The environmental movement appears not to have grasped that Keystone was but one possible pipeline among many. Like the American war planners, we envisioned a single conduit that could be stopped. Even if the Obama administration denies Keystone XL the permits it needs, within a few years much more oil from the Alberta tar-sands will almost certainly move onto the global market.
Climate activists should have anticipated the oil industry’s efforts toward a work-around. Their apparent failure to do so represents a major strategic failure. Some have argued that the movement’s extensive opposition created new public awareness about the threat of climate change: Keystone XL became a readily understood icon–something concrete–that embodied a much more abstract idea, climate change. However, a February ABC News/Washington Post public opinion survey found that 65 percent of Americans favored construction of the Keystone XL pipeline, while only 22 percent opposed it, a 3 to 1 margin. That seems like a public education defeat to me.
What’s needed now is an autopsy, a look at why we could not imagine the possibility that Alberta oil would find other outlets, a look at why so many Americans did not find the stop-the-pipeline story compelling. What’s also needed is a consideration of other possible strategies, in particular a tax on all carbon fuels. The tar sands oil, once taxed on the basis of its carbon emissions, would cost more in comparison to other oil supplies. Given Republican and conservative Democrats’ hold on both the House and Senate, no such carbon tax is likely to become law in the near future. But in terms of environmental education and as a potential organizing tool, a carbon tax offers a simple lesson people might find valuable: the market price for fossil fuels does not capture its full total price.
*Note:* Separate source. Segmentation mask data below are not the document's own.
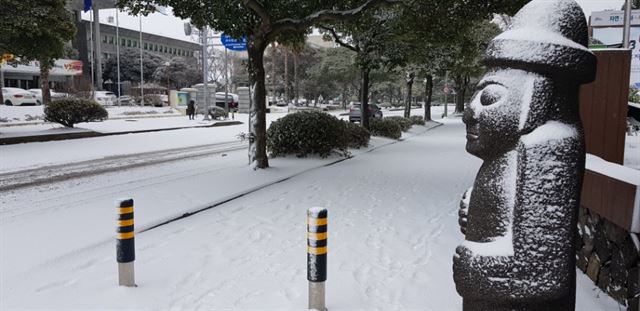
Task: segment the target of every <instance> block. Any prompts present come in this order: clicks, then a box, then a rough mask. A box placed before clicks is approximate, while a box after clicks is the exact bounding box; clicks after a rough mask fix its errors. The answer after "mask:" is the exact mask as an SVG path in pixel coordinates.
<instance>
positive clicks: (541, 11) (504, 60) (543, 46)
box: [485, 0, 596, 83]
mask: <svg viewBox="0 0 640 311" xmlns="http://www.w3.org/2000/svg"><path fill="white" fill-rule="evenodd" d="M588 41H589V38H588V32H587V22H586V18H585V16H584V13H583V12H582V9H581V8H580V6H579V5H578V4H577V3H576V2H575V1H574V0H533V1H531V2H529V4H527V5H526V6H524V7H523V8H522V9H521V10H520V11H519V12H518V14H516V16H515V17H514V18H513V23H512V24H511V26H510V27H509V29H508V30H507V31H505V32H504V33H502V34H500V35H499V36H497V37H495V38H494V39H493V40H492V41H491V43H490V44H489V47H488V48H487V52H486V57H485V64H486V65H487V66H490V67H503V66H504V67H511V68H520V69H523V70H527V71H535V72H540V73H542V74H547V75H551V76H562V77H563V78H567V79H571V80H574V81H576V82H578V83H588V82H591V81H593V80H594V79H595V74H596V57H595V55H593V53H591V52H590V51H589V50H588V49H587V48H586V46H587V45H588Z"/></svg>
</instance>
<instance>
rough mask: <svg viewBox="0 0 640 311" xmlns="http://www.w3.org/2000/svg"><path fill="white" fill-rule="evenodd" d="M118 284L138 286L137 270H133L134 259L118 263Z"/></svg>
mask: <svg viewBox="0 0 640 311" xmlns="http://www.w3.org/2000/svg"><path fill="white" fill-rule="evenodd" d="M118 285H119V286H129V287H135V286H136V278H135V272H134V270H133V261H131V262H119V263H118Z"/></svg>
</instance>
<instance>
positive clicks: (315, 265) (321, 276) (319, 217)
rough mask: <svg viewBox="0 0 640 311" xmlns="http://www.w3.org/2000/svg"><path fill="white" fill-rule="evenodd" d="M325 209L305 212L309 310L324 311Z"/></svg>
mask: <svg viewBox="0 0 640 311" xmlns="http://www.w3.org/2000/svg"><path fill="white" fill-rule="evenodd" d="M327 216H328V213H327V209H326V208H322V207H312V208H310V209H309V210H308V211H307V280H309V309H314V310H319V311H324V310H326V309H327V308H326V307H325V288H324V282H325V281H326V280H327V235H328V231H327Z"/></svg>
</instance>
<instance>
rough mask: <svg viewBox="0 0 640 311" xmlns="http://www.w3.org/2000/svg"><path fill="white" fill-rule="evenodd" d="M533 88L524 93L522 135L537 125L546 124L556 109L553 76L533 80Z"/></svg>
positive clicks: (530, 86) (521, 109)
mask: <svg viewBox="0 0 640 311" xmlns="http://www.w3.org/2000/svg"><path fill="white" fill-rule="evenodd" d="M526 87H531V90H526V89H525V91H524V93H523V98H522V101H523V102H522V107H521V111H520V113H521V116H520V125H519V129H520V135H526V134H529V133H531V132H533V130H535V129H536V128H537V127H539V126H541V125H543V124H545V123H546V122H547V121H549V120H550V119H552V116H551V115H550V114H551V113H553V111H555V110H556V109H554V108H555V106H556V101H555V100H553V97H554V94H553V93H554V86H553V81H552V79H551V78H548V77H543V76H540V77H538V78H535V80H533V81H532V83H531V85H527V86H526Z"/></svg>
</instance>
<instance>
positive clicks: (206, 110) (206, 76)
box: [201, 26, 211, 121]
mask: <svg viewBox="0 0 640 311" xmlns="http://www.w3.org/2000/svg"><path fill="white" fill-rule="evenodd" d="M208 35H209V34H208V30H207V26H204V28H203V29H202V31H201V37H202V81H203V84H202V87H203V88H202V93H203V95H204V119H202V120H203V121H209V120H211V119H210V118H209V90H208V86H207V84H208V80H209V79H207V59H208V58H209V56H208V55H207V36H208Z"/></svg>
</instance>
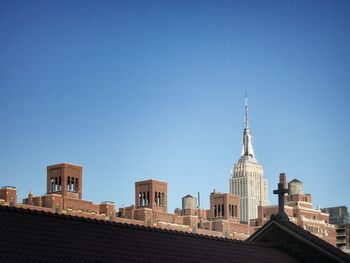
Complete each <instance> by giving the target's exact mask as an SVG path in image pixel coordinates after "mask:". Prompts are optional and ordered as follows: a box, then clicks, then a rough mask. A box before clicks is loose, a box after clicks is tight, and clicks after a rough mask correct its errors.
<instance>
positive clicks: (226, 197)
mask: <svg viewBox="0 0 350 263" xmlns="http://www.w3.org/2000/svg"><path fill="white" fill-rule="evenodd" d="M82 171H83V169H82V167H81V166H78V165H73V164H67V163H63V164H56V165H50V166H48V167H47V177H46V180H47V189H46V194H45V195H42V196H33V194H32V193H31V191H30V192H29V194H28V197H27V198H25V199H23V203H17V191H16V188H15V187H12V186H5V187H3V188H1V189H0V205H7V206H15V207H20V208H29V209H34V210H41V211H46V212H52V213H58V214H66V215H76V216H79V217H86V218H92V219H101V220H108V221H114V222H122V223H128V224H135V225H143V226H149V227H156V228H162V229H168V230H177V231H183V232H189V233H197V234H205V235H209V236H216V237H226V238H230V239H240V240H245V239H247V238H248V237H249V236H251V235H252V234H253V233H254V232H255V231H256V230H257V229H258V228H259V227H260V226H262V225H263V224H264V223H266V222H267V221H268V220H269V219H270V216H271V215H272V214H276V213H277V211H278V206H266V207H259V210H258V211H259V217H258V219H257V220H254V221H252V222H251V224H242V223H240V212H241V209H240V204H241V203H240V197H239V196H237V195H234V194H229V193H219V192H215V191H214V192H212V193H211V195H210V208H209V209H201V208H199V206H198V205H197V200H196V198H194V197H193V196H190V195H186V196H185V197H184V198H183V199H182V202H183V206H182V208H181V209H180V208H177V209H175V211H174V213H169V212H168V185H167V183H166V182H163V181H158V180H154V179H152V180H146V181H140V182H136V183H135V193H134V198H135V199H134V200H135V203H134V205H131V206H129V207H122V208H119V211H118V212H116V208H115V205H114V203H113V202H108V201H106V202H102V203H101V204H95V203H93V202H91V201H88V200H84V199H83V174H82ZM283 178H284V179H283ZM281 180H282V181H283V180H284V181H283V185H286V182H285V176H281ZM288 189H289V194H288V195H287V196H284V199H285V201H286V205H285V210H286V213H287V215H288V217H289V218H290V220H291V221H292V222H293V223H295V224H297V225H300V226H301V227H303V228H304V229H305V230H308V231H310V232H311V233H313V234H315V235H317V236H319V237H320V238H323V239H324V240H326V241H328V242H329V243H331V244H333V245H335V227H334V226H333V225H330V224H329V223H328V217H329V215H328V214H326V213H322V212H321V211H320V210H318V209H313V208H312V203H311V195H307V194H304V193H303V184H302V182H300V181H298V180H293V181H291V182H290V183H289V184H288Z"/></svg>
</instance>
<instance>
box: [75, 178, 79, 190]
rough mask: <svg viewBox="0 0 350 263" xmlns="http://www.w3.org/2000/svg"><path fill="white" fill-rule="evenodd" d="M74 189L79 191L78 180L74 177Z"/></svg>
mask: <svg viewBox="0 0 350 263" xmlns="http://www.w3.org/2000/svg"><path fill="white" fill-rule="evenodd" d="M75 191H76V192H79V180H78V178H75Z"/></svg>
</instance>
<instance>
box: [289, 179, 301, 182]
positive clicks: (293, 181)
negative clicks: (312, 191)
mask: <svg viewBox="0 0 350 263" xmlns="http://www.w3.org/2000/svg"><path fill="white" fill-rule="evenodd" d="M290 183H302V181H299V180H298V179H293V180H292V181H290Z"/></svg>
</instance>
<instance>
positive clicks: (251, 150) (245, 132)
mask: <svg viewBox="0 0 350 263" xmlns="http://www.w3.org/2000/svg"><path fill="white" fill-rule="evenodd" d="M241 156H242V157H243V156H248V157H252V158H254V150H253V142H252V134H251V131H250V128H249V122H248V98H247V93H246V94H245V98H244V131H243V149H242V155H241Z"/></svg>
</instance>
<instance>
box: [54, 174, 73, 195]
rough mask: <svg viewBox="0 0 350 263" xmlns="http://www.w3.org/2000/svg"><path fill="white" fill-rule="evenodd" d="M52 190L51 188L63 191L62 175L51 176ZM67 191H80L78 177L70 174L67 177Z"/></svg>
mask: <svg viewBox="0 0 350 263" xmlns="http://www.w3.org/2000/svg"><path fill="white" fill-rule="evenodd" d="M50 190H51V192H61V191H62V178H61V176H58V177H51V184H50ZM67 191H69V192H78V191H79V180H78V178H75V177H70V176H68V177H67Z"/></svg>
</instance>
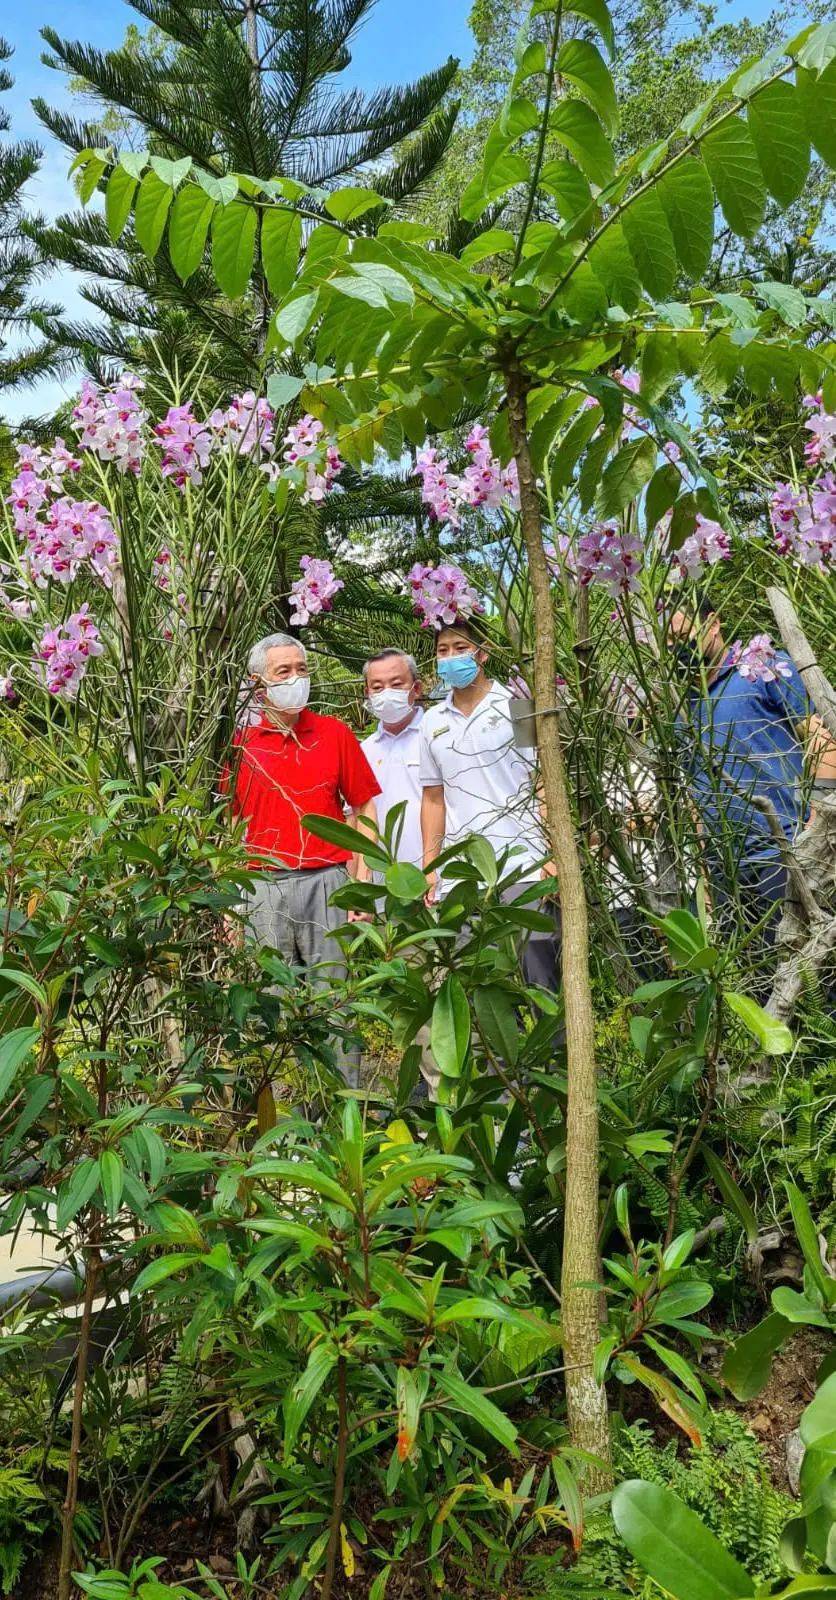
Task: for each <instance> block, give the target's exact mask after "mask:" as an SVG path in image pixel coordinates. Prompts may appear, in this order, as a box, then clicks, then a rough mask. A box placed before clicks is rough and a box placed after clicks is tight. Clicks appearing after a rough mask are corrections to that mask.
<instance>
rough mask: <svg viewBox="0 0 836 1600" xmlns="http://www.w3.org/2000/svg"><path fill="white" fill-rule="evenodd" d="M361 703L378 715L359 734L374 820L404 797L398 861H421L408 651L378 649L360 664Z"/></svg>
mask: <svg viewBox="0 0 836 1600" xmlns="http://www.w3.org/2000/svg"><path fill="white" fill-rule="evenodd" d="M364 686H365V704H367V709H368V710H370V712H372V715H373V717H376V718H378V730H376V733H373V734H372V736H370V738H368V739H364V755H365V758H367V762H368V765H370V768H372V771H373V774H375V778H376V779H378V784H380V795H378V824H380V827H381V829H383V826H384V822H386V816H388V813H389V811H391V810H392V806H396V805H402V802H407V810H405V813H404V821H402V824H400V838H399V842H397V845H396V854H397V859H399V861H408V862H412V866H413V867H420V866H421V864H423V842H421V779H420V774H418V765H420V747H421V722H423V715H424V714H423V710H421V706H420V704H418V699H420V694H421V680H420V677H418V666H416V662H415V658H413V656H408V654H407V653H405V651H404V650H380V651H378V654H376V656H372V658H370V659H368V661H367V662H365V667H364Z"/></svg>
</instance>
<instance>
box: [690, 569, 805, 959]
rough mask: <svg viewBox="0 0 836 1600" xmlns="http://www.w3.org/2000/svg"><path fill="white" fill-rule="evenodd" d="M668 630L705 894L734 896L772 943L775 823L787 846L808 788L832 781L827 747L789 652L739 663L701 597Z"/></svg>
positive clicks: (719, 619) (778, 874) (795, 833)
mask: <svg viewBox="0 0 836 1600" xmlns="http://www.w3.org/2000/svg"><path fill="white" fill-rule="evenodd" d="M669 632H671V638H673V642H674V648H676V654H677V658H679V661H681V666H682V670H684V674H685V675H687V691H685V699H684V702H682V706H681V715H679V736H681V739H682V742H685V741H687V742H689V744H690V746H692V749H690V750H687V752H685V766H687V773H689V784H690V794H692V798H693V805H695V810H697V813H698V819H700V832H701V845H703V854H705V862H706V867H708V874H709V878H711V883H713V888H714V894H716V898H717V899H719V901H724V899H725V901H729V899H734V901H735V902H737V904H738V906H740V912H742V914H743V918H745V922H746V925H750V926H753V925H756V923H761V922H762V923H764V938H766V939H767V941H769V942H772V939H774V938H775V925H777V907H778V906H780V904H782V902H783V898H785V891H786V867H785V864H783V853H785V851H783V846H782V840H780V837H778V834H777V829H780V834H783V837H785V838H786V840H788V843H791V842H793V838H794V837H796V834H798V832H799V829H802V827H806V824H807V822H809V819H810V803H809V794H810V786H812V784H815V782H822V784H833V782H834V781H836V744H834V741H833V739H831V738H830V734H828V731H826V728H825V725H823V723H822V718H820V717H817V715H815V712H814V709H812V706H810V701H809V698H807V691H806V688H804V683H802V680H801V677H799V674H798V670H796V667H794V666H793V662H791V661H790V658H788V656H785V654H783V653H780V651H775V654H774V656H772V653H767V656H766V661H764V659H762V661H754V664H748V662H746V653H743V656H738V654H735V651H729V648H727V645H725V642H724V638H722V627H721V619H719V616H717V613H716V611H714V608H713V606H711V605H709V603H708V602H705V600H703V602H700V606H698V614H697V616H693V614H690V613H689V611H684V610H682V611H676V613H674V614H673V618H671V627H669ZM742 667H743V670H740V669H742ZM759 802H761V803H759Z"/></svg>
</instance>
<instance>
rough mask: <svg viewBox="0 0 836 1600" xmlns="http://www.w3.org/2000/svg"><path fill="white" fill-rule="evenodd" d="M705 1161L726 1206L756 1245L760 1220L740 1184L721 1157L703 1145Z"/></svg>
mask: <svg viewBox="0 0 836 1600" xmlns="http://www.w3.org/2000/svg"><path fill="white" fill-rule="evenodd" d="M703 1160H705V1165H706V1166H708V1171H709V1173H711V1178H713V1179H714V1182H716V1186H717V1189H719V1192H721V1195H722V1198H724V1202H725V1205H727V1206H729V1210H730V1211H734V1213H735V1216H737V1219H738V1221H740V1222H742V1226H743V1230H745V1234H746V1238H748V1242H750V1245H754V1240H756V1238H758V1218H756V1214H754V1211H753V1208H751V1205H750V1202H748V1200H746V1197H745V1194H743V1190H742V1189H740V1186H738V1184H735V1181H734V1178H732V1174H730V1171H729V1168H727V1166H725V1163H724V1162H721V1158H719V1155H714V1150H709V1149H708V1146H705V1144H703Z"/></svg>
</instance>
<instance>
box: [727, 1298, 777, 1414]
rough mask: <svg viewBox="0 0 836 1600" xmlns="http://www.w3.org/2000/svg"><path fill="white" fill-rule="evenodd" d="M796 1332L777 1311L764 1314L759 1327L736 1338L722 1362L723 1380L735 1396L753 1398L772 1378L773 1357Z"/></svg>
mask: <svg viewBox="0 0 836 1600" xmlns="http://www.w3.org/2000/svg"><path fill="white" fill-rule="evenodd" d="M791 1333H793V1326H791V1323H788V1322H786V1317H780V1315H778V1312H772V1314H770V1315H769V1317H764V1320H762V1322H759V1323H758V1326H756V1328H751V1330H750V1331H748V1333H745V1334H742V1338H740V1339H735V1342H734V1344H732V1347H730V1350H727V1352H725V1358H724V1362H722V1381H724V1382H725V1384H729V1389H730V1390H732V1394H734V1397H735V1400H753V1398H754V1395H758V1394H761V1389H764V1386H766V1384H767V1382H769V1374H770V1371H772V1357H774V1355H775V1350H780V1347H782V1344H786V1339H788V1338H790V1334H791Z"/></svg>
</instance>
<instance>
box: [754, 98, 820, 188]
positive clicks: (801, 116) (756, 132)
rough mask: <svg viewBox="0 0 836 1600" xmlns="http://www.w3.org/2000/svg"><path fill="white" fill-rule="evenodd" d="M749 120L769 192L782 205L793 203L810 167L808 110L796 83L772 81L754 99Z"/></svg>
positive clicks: (803, 186) (758, 160)
mask: <svg viewBox="0 0 836 1600" xmlns="http://www.w3.org/2000/svg"><path fill="white" fill-rule="evenodd" d="M746 122H748V125H750V133H751V138H753V144H754V150H756V155H758V165H759V166H761V171H762V174H764V179H766V186H767V189H769V192H770V194H772V195H775V200H778V202H780V205H783V206H788V205H791V203H793V200H798V197H799V194H801V190H802V189H804V184H806V181H807V171H809V166H810V141H809V138H807V131H806V126H804V110H802V104H801V101H799V96H798V93H796V90H794V88H793V85H791V83H769V85H767V86H766V88H764V90H761V93H759V94H756V96H754V99H753V101H750V106H748V110H746Z"/></svg>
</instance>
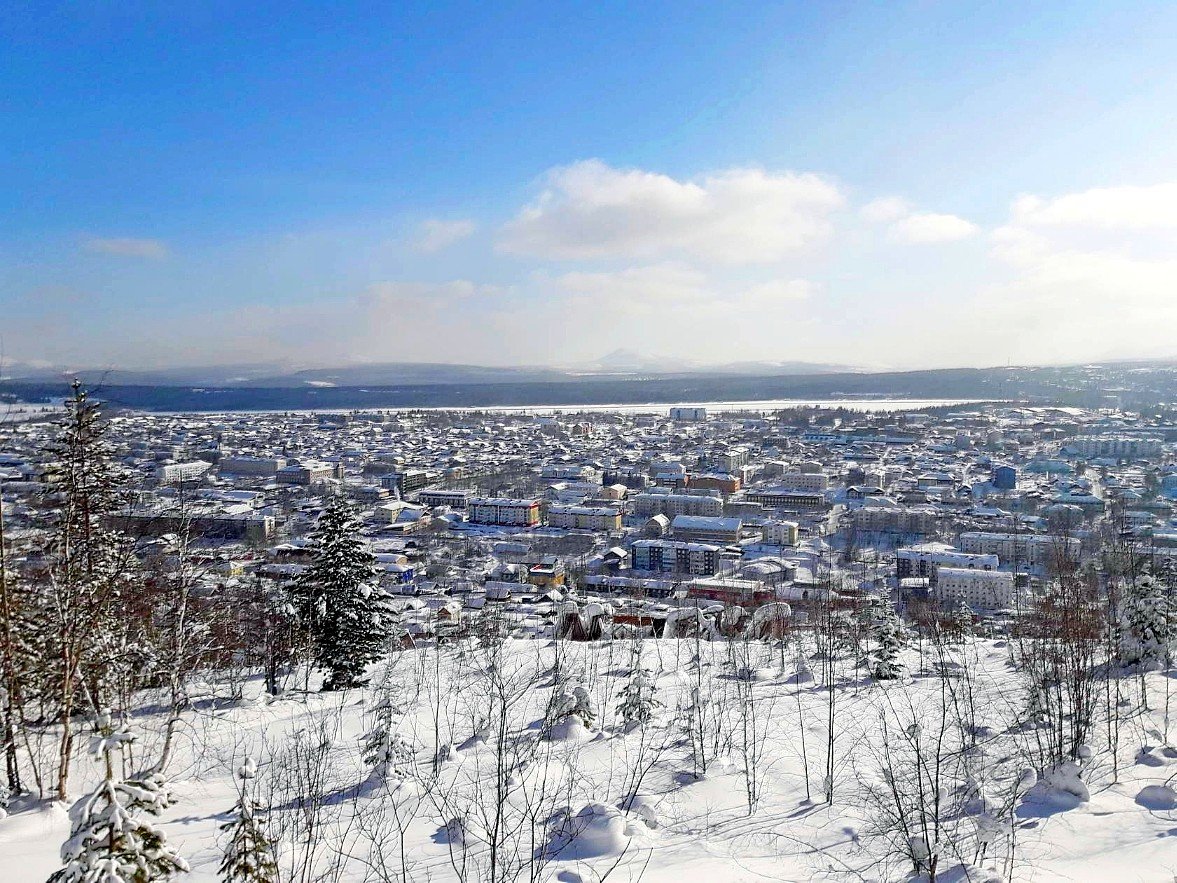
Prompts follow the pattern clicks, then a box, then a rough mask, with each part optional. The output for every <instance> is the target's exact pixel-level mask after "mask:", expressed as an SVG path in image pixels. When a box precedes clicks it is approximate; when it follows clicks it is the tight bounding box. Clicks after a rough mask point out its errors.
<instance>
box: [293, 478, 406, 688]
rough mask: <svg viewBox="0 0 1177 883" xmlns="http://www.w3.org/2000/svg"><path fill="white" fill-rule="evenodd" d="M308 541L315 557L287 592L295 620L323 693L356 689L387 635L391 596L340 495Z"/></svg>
mask: <svg viewBox="0 0 1177 883" xmlns="http://www.w3.org/2000/svg"><path fill="white" fill-rule="evenodd" d="M312 539H313V542H314V558H313V559H312V562H311V566H310V567H307V570H306V571H305V572H304V573H302V575H301V576H300V577H299V579H298V580H297V582H295V584H294V586H293V587H292V591H291V593H292V599H293V602H294V606H295V609H297V611H298V619H299V622H300V623H301V625H302V628H304V629H305V630H306V632H307V635H308V637H310V639H311V644H312V652H313V656H314V663H315V665H317V666H318V668H319V669H321V670H322V671H325V672H327V679H326V680H325V683H324V685H322V689H324V690H343V689H347V688H352V686H359V685H360V684H363V683H364V671H365V669H366V668H367V666H368V664H370V663H372V662H375V659H378V658H379V657H380V655H381V652H383V651H384V648H385V644H386V643H387V639H388V636H390V635H391V632H392V626H393V623H394V613H393V612H392V609H391V606H390V604H388V600H390V598H388V595H387V592H385V591H384V590H383V589H380V587H379V585H377V572H375V556H374V555H373V553H372V550H371V549H368V545H367V543H366V542H365V539H364V537H363V536H360V523H359V520H358V519H357V517H355V513H354V512H353V511H352V509H351V506H350V505H348V504H347V502H346V500H345V499H344V498H343V497H334V498H332V499H331V502H330V503H328V504H327V507H326V510H324V512H322V514H321V516H320V517H319V522H318V524H317V525H315V529H314V532H313V533H312Z"/></svg>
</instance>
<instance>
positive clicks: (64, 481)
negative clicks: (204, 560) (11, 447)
mask: <svg viewBox="0 0 1177 883" xmlns="http://www.w3.org/2000/svg"><path fill="white" fill-rule="evenodd" d="M108 426H109V424H108V423H107V421H106V420H105V419H102V416H101V412H100V409H99V405H98V403H97V401H94V400H93V399H92V398H89V396H88V394H87V392H86V391H85V390H84V389H82V387H81V384H80V383H78V381H77V380H75V381H74V385H73V396H72V397H71V398H69V399H67V401H66V416H65V418H62V421H61V425H60V429H59V431H58V434H56V437H55V438H54V440H53V441H52V443H51V444H49V445H48V446H47V450H46V453H47V456H48V457H49V458H51V460H52V462H53V463H54V465H55V466H56V467H58V470H59V474H60V482H59V483H56V484H55V485H54V494H53V496H52V498H48V499H46V503H47V505H49V506H52V509H51V516H52V518H53V524H54V529H53V532H52V546H51V550H49V555H48V556H47V557H46V567H45V570H44V572H41V573H39V575H38V576H39V577H40V578H39V579H38V580H36V585H38V590H39V591H38V597H36V599H35V600H34V602H33V603H34V604H35V608H36V610H35V616H34V617H33V618H32V619H33V622H35V623H36V626H38V628H36V630H35V632H34V633H32V635H26V638H27V639H32V640H34V642H35V643H36V644H38V645H39V649H40V651H41V652H42V653H44V658H45V659H47V660H52V662H51V665H49V666H47V669H48V670H47V671H46V683H45V684H44V685H42V688H41V690H42V695H44V696H46V697H48V698H49V699H51V701H52V702H55V703H58V706H59V708H58V711H56V717H58V719H59V721H60V723H61V738H60V742H59V745H58V781H56V792H58V795H56V796H58V799H61V801H64V799H66V798H67V792H68V777H69V769H71V765H72V758H73V751H74V735H75V733H74V725H75V724H74V719H73V718H74V715H75V713H77V710H78V708H79V705H80V704H81V702H82V696H84V695H85V693H86V691H88V692H89V693H91V696H88V697H87V699H88V701H89V702H91V703H99V704H101V703H104V701H105V699H106V698H108V697H109V695H112V693H114V692H119V691H120V688H121V692H124V693H126V692H127V689H125V688H127V686H128V682H129V680H131V679H132V678H133V677H134V676H135V673H137V669H135V666H134V664H133V659H132V651H131V643H132V640H131V637H129V632H131V629H132V626H133V617H132V616H129V612H128V606H129V603H128V599H129V598H132V597H133V596H134V592H135V590H137V589H138V587H139V586H138V583H137V579H135V572H137V569H138V559H137V558H135V556H134V545H133V544H132V543H131V542H129V539H128V538H127V537H126V536H124V535H121V533H119V532H118V531H114V530H112V529H111V524H109V522H111V518H112V516H114V514H115V513H117V512H118V510H119V507H120V506H121V505H124V504H125V503H126V502H127V491H126V471H125V470H124V469H122V467H121V466H120V465H119V464H118V463H117V462H115V458H114V454H113V451H112V450H111V445H109V441H108V440H107V438H106V433H107V430H108ZM26 698H27V697H26Z"/></svg>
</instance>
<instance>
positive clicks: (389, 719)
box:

Instead, the public is forced to pay for environmental damages lasting indefinitely and that’s not fair.
In the meantime, it unfortunately appears that – no matter what happens with Keystone XL – there are other tar sands pipeline battles still to come. The question then becomes: How much movement energy should go into each of these pipeline struggles, and how much effort should go into building new, broader coalitions to push other approaches?